Personal information
- Born: November 23, 1973 (age 52) Dighton, Massachusetts, U.S.

Career information
- College: Southern Connecticut State

Career history
- Southern Connecticut (1995–1996) Tight ends coach & Assistant offensive line coach; Lehigh (1997–1998) Tight ends coach & Assistant offensive line coach; Cornell (1999) Tight ends coach & Assistant offensive line coach; Cornell (2000) Running backs coach; American International (2001–2003) Offensive coordinator & Offensive line coach; Southern Connecticut (2005–2007) Running backs coach; Stonehill (2008) Running game coordinator & Offensive line coach; Tampa Bay Buccaneers (2009) Offensive assistant; Tampa Bay Buccaneers (2010–2011) Assistant offensive line coach; Chicago Bears (2012) Offensive line coach; Stetson (2014) Offensive line coach & Run game coordinator; Oakland Raiders (2015–2017) Assistant offensive line coach; Santa Margarita Catholic High School (2019-2022) Offensive line coach; Michigan Panthers (2023–2025) Offensive line coach; Houston Gamblers (2026–present) Offensive line coach;

= Tim Holt (American football) =

American football coach (born 1973)

Timothy P. Holt (born November 29, 1973) is an American football coach who is the offensive line coach for the Houston Gamblers of the United Football League (UFL).

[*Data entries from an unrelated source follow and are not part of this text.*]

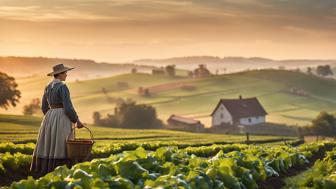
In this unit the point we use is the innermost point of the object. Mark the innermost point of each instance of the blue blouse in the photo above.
(57, 93)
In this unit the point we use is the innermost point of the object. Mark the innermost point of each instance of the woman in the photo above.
(56, 126)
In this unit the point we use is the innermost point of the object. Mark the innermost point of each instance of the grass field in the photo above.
(22, 128)
(270, 86)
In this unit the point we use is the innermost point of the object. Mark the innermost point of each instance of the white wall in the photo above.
(221, 116)
(252, 120)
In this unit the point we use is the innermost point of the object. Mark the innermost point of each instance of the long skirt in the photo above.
(51, 149)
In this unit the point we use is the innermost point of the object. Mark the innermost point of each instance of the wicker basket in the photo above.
(79, 149)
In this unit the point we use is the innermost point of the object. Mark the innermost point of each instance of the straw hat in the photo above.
(59, 68)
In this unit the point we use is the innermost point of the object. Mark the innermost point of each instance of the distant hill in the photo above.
(85, 69)
(216, 59)
(89, 69)
(289, 97)
(234, 64)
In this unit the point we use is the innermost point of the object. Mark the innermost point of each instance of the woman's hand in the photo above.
(79, 124)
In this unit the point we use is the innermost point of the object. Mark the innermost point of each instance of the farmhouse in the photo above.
(241, 111)
(183, 123)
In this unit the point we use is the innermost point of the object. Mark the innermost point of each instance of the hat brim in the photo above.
(59, 71)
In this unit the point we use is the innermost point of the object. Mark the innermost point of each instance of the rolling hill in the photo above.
(289, 97)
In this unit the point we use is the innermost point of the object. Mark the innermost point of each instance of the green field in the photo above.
(25, 128)
(272, 87)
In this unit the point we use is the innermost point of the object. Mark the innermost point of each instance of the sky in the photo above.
(125, 30)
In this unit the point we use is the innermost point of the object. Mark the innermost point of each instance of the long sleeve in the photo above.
(45, 105)
(67, 104)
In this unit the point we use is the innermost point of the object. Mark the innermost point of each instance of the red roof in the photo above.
(183, 119)
(242, 107)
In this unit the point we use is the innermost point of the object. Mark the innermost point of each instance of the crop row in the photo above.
(169, 167)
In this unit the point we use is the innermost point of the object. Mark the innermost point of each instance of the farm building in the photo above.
(241, 111)
(183, 123)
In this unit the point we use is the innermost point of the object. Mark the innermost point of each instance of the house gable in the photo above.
(240, 110)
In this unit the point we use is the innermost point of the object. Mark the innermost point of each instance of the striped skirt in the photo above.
(50, 150)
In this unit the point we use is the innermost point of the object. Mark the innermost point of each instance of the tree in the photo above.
(202, 71)
(170, 70)
(324, 124)
(9, 94)
(33, 107)
(134, 70)
(309, 71)
(324, 70)
(96, 118)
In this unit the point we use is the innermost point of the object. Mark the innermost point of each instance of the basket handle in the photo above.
(75, 133)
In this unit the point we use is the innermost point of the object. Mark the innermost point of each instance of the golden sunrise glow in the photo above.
(125, 30)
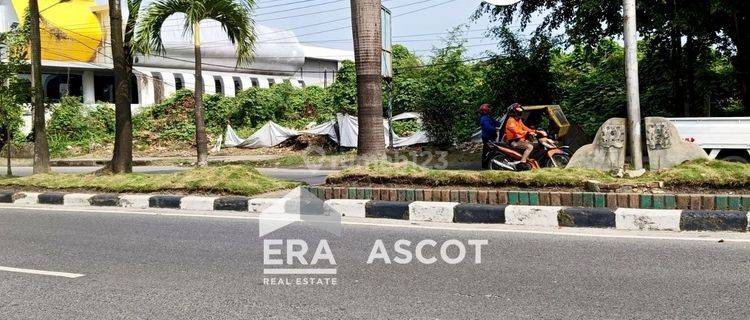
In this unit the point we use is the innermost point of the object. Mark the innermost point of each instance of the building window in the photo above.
(158, 87)
(104, 88)
(237, 85)
(219, 85)
(179, 83)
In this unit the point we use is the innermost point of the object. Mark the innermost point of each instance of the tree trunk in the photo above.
(366, 29)
(9, 148)
(201, 139)
(41, 147)
(122, 157)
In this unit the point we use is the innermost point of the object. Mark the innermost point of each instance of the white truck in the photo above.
(722, 138)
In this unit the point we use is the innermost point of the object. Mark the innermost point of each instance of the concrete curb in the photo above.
(418, 211)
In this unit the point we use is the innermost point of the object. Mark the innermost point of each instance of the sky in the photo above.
(418, 24)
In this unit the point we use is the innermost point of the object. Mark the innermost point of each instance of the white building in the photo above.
(69, 68)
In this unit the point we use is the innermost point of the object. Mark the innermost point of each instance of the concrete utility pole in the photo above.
(631, 70)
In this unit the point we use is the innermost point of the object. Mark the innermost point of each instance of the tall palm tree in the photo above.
(41, 146)
(235, 20)
(366, 29)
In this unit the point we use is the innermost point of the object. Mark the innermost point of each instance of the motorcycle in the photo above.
(547, 153)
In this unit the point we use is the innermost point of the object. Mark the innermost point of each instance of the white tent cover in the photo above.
(272, 134)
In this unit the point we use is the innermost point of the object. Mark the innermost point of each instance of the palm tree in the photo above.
(41, 146)
(366, 26)
(235, 20)
(122, 54)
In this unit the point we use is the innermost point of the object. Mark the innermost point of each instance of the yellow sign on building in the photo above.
(70, 31)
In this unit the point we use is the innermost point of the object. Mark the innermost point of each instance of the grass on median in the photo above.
(231, 179)
(700, 173)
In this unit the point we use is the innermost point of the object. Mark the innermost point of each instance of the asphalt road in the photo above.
(176, 267)
(312, 177)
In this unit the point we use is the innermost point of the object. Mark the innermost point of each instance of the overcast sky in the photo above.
(418, 24)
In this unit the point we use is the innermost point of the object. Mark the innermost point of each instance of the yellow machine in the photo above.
(556, 117)
(70, 31)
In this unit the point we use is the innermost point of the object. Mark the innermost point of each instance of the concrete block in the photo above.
(135, 201)
(258, 205)
(665, 146)
(607, 152)
(431, 211)
(77, 199)
(646, 219)
(532, 216)
(479, 213)
(347, 207)
(26, 198)
(197, 203)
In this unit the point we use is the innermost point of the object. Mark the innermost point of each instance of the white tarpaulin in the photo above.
(269, 135)
(272, 134)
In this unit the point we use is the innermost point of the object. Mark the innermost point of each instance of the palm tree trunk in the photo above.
(41, 146)
(122, 156)
(201, 139)
(366, 29)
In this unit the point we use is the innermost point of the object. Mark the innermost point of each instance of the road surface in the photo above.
(140, 266)
(312, 177)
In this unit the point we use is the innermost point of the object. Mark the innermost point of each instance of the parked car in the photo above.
(722, 138)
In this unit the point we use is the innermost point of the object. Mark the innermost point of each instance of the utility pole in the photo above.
(41, 147)
(631, 70)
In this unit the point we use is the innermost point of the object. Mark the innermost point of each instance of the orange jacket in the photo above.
(516, 130)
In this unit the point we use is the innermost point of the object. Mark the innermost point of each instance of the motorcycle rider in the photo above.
(516, 132)
(490, 128)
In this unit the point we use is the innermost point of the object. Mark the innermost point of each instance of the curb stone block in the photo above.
(105, 200)
(26, 198)
(347, 207)
(532, 216)
(566, 199)
(479, 213)
(231, 203)
(258, 205)
(709, 203)
(54, 198)
(165, 202)
(714, 221)
(555, 198)
(647, 201)
(431, 211)
(735, 203)
(135, 201)
(513, 197)
(696, 202)
(611, 200)
(77, 199)
(544, 199)
(197, 203)
(647, 219)
(585, 217)
(683, 201)
(387, 209)
(502, 197)
(6, 197)
(722, 203)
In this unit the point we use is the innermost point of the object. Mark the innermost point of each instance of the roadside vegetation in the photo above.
(231, 179)
(701, 173)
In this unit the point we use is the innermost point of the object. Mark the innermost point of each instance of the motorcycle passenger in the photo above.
(516, 132)
(490, 128)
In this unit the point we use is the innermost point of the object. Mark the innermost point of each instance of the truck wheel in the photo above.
(735, 159)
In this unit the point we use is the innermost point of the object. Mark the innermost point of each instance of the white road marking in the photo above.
(299, 271)
(42, 272)
(566, 231)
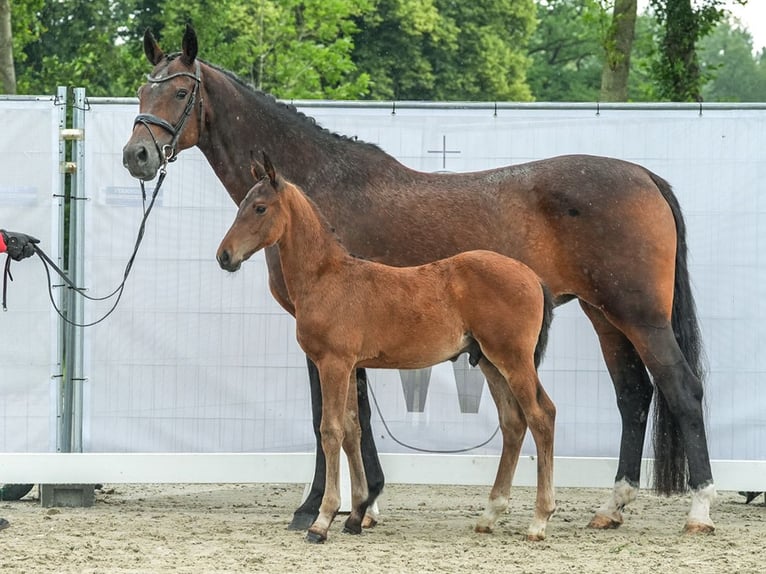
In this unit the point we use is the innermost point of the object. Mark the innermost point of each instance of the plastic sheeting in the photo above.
(197, 360)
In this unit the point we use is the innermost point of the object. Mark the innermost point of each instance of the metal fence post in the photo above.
(69, 437)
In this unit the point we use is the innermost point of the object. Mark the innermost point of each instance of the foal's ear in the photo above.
(256, 168)
(152, 49)
(270, 171)
(189, 45)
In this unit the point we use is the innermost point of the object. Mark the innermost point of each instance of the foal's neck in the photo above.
(308, 248)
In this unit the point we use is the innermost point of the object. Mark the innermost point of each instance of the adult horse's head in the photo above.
(166, 123)
(260, 219)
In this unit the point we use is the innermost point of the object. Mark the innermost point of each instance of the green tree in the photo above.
(677, 71)
(70, 42)
(290, 48)
(618, 46)
(446, 50)
(735, 74)
(566, 51)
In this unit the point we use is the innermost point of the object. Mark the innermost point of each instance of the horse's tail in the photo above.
(670, 468)
(542, 338)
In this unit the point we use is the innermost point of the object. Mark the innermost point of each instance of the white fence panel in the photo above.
(29, 181)
(195, 360)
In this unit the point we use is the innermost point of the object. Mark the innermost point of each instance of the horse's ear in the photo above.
(152, 49)
(189, 45)
(256, 168)
(270, 171)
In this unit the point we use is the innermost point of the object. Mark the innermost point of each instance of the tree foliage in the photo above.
(445, 50)
(677, 70)
(491, 50)
(735, 74)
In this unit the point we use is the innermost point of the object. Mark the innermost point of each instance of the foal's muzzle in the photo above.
(225, 261)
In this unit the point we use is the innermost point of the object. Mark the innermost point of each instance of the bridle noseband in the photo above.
(168, 151)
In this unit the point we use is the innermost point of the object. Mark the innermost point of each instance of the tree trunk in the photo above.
(7, 71)
(618, 45)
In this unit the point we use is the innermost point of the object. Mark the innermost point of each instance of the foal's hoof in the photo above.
(694, 527)
(315, 537)
(301, 521)
(604, 522)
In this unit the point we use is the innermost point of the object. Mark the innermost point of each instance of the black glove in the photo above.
(19, 245)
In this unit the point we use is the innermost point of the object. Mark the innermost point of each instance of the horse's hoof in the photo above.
(694, 527)
(603, 522)
(301, 521)
(315, 537)
(750, 495)
(369, 521)
(352, 526)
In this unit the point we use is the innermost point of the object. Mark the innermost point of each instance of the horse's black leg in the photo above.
(634, 390)
(307, 512)
(372, 469)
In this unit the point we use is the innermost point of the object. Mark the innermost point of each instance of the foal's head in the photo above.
(260, 219)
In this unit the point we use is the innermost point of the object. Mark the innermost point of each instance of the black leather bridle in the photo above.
(168, 151)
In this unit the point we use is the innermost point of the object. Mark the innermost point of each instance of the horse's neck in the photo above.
(242, 122)
(308, 248)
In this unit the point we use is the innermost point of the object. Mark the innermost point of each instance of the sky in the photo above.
(751, 16)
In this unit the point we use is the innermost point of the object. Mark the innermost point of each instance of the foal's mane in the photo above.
(290, 112)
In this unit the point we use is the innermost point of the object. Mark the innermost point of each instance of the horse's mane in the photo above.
(292, 114)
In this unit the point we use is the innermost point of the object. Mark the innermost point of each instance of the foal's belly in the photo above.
(416, 352)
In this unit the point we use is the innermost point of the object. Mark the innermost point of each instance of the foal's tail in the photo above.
(670, 468)
(542, 339)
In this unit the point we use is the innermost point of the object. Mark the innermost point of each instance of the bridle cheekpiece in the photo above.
(168, 151)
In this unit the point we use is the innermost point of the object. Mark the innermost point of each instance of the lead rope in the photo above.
(6, 275)
(48, 263)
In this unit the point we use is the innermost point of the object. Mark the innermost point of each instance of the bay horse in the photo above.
(353, 313)
(606, 232)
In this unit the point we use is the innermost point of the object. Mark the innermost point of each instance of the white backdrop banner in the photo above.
(28, 184)
(198, 360)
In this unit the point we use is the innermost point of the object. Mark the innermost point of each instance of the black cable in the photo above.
(426, 450)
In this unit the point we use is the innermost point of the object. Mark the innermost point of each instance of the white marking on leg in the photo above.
(700, 510)
(623, 494)
(495, 507)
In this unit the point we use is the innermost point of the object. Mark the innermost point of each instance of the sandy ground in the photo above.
(241, 528)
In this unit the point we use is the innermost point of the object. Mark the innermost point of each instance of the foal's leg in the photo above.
(305, 515)
(513, 426)
(335, 388)
(352, 446)
(634, 396)
(519, 370)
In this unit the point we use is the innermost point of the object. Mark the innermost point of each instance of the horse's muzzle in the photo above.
(140, 160)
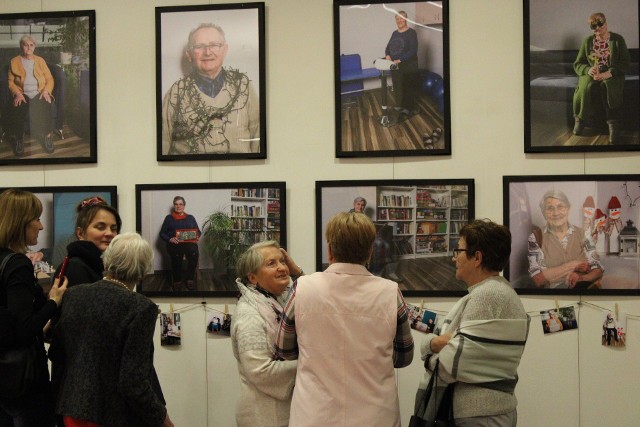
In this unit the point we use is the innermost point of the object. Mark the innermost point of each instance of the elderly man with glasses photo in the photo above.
(214, 109)
(562, 255)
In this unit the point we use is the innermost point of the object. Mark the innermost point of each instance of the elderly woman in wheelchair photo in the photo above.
(31, 86)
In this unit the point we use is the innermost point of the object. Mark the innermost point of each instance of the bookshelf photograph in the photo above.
(230, 218)
(417, 227)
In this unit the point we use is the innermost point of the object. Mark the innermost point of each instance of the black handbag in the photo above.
(20, 367)
(434, 406)
(19, 370)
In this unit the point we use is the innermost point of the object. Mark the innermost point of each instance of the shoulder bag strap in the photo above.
(4, 263)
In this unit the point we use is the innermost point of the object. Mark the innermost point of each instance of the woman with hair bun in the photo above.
(103, 346)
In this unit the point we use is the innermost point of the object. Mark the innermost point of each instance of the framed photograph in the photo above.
(198, 231)
(417, 225)
(59, 221)
(581, 76)
(573, 234)
(53, 121)
(392, 78)
(210, 82)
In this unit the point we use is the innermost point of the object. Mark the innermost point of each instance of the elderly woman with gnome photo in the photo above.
(560, 254)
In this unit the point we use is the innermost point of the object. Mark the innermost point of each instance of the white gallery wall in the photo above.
(566, 379)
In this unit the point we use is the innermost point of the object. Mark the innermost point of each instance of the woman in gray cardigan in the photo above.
(102, 347)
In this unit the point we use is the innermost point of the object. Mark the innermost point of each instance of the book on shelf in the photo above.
(246, 210)
(402, 246)
(273, 193)
(248, 192)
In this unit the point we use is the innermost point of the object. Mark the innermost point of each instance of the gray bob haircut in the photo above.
(127, 258)
(251, 260)
(554, 194)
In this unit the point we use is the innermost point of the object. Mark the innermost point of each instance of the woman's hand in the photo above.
(572, 279)
(603, 76)
(18, 99)
(58, 291)
(167, 421)
(46, 96)
(439, 342)
(294, 270)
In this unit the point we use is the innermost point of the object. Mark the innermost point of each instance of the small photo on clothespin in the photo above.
(613, 332)
(558, 319)
(421, 319)
(170, 328)
(219, 323)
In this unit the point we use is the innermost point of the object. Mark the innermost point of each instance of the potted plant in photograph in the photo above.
(220, 241)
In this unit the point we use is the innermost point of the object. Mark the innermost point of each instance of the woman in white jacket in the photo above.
(266, 382)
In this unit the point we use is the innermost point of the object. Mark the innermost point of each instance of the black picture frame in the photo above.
(553, 37)
(232, 123)
(368, 123)
(66, 41)
(242, 213)
(589, 197)
(59, 219)
(416, 220)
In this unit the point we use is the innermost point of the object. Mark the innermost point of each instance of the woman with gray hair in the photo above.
(560, 254)
(266, 383)
(31, 86)
(113, 384)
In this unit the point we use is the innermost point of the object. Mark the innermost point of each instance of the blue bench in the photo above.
(352, 75)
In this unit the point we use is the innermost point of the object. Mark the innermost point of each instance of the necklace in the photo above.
(116, 282)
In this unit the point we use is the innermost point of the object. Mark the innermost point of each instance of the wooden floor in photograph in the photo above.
(564, 137)
(207, 281)
(428, 274)
(71, 146)
(362, 131)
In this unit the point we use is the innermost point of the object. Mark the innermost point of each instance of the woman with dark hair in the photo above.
(175, 225)
(601, 64)
(103, 345)
(483, 336)
(97, 223)
(348, 329)
(24, 306)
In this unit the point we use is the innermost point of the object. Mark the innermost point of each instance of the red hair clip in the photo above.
(90, 202)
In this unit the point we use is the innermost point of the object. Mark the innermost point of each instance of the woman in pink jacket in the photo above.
(348, 329)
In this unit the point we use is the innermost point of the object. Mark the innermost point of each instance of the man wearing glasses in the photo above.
(213, 110)
(562, 255)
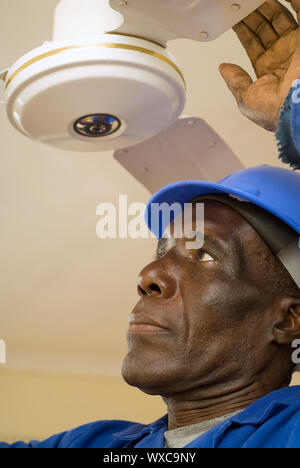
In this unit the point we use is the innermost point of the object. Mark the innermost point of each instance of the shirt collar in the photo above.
(255, 414)
(137, 430)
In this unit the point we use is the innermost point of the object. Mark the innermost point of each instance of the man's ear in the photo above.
(288, 329)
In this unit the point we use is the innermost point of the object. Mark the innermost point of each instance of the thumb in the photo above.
(237, 79)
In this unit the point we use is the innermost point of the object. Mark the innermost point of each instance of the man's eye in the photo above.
(205, 257)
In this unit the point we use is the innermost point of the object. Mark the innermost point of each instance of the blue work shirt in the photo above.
(271, 422)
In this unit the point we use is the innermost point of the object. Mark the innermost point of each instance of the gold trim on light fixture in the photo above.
(137, 37)
(51, 53)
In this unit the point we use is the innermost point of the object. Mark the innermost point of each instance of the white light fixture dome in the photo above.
(107, 81)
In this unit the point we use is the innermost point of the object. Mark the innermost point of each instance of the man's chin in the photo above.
(137, 373)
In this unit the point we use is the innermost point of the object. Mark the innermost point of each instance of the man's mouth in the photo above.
(139, 324)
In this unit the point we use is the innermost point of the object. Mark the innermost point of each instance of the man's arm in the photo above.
(271, 38)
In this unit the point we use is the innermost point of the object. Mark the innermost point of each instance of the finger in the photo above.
(237, 79)
(250, 41)
(263, 28)
(280, 17)
(295, 5)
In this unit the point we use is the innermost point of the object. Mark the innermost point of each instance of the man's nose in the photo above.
(153, 281)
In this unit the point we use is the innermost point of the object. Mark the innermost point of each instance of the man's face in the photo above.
(212, 312)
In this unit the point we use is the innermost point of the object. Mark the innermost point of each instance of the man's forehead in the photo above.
(221, 224)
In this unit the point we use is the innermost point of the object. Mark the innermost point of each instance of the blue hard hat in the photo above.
(274, 189)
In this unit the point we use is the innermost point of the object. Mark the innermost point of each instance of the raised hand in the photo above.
(271, 38)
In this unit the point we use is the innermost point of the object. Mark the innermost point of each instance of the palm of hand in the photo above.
(275, 70)
(271, 38)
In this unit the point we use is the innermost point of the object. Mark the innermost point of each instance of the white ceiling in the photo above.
(65, 294)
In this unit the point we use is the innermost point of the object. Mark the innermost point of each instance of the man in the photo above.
(214, 329)
(271, 38)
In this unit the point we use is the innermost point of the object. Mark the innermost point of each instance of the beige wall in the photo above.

He most recently coached for the Oakland Raiders of the National Football League. He was a three-year letterman at Southern Connecticut State University, and coached there for two years afterwards. Holt would serve a total of 15 years with colleges. Holt served ten of those years with the offensive line, with the rest as running backs. In 2009, Holt was hired as the Tampa Bay Buccaneers coaching intern, before becoming an offensive assistant, and becoming the assistant offensive line coach under head coach Raheem Morris and offensive coordinator Greg Olsen in 2011. In his final two seasons with the Bucs, the team's offensive line yielded 4.5 rushing yards per carry, seventh best in the NFL. Holt, along with the rest of Morris' staff, was fired after the 2011 season. He was hired by the Bears in 2012 to succeed Mike Tice, who was promoted to offensive coordinator. Holt is the fourth offensive line coach for the Bears under head coach Lovie Smith (along with Tice, Harry Hiestand, and Pete Hoener). On January 17, 2013, Holt was among seven coaches not retained by new Bears head coach Marc Trestman.

On March 15, 2023, Holt was announced as the offensive line coach for the Michigan Panthers of the United States Football League (USFL).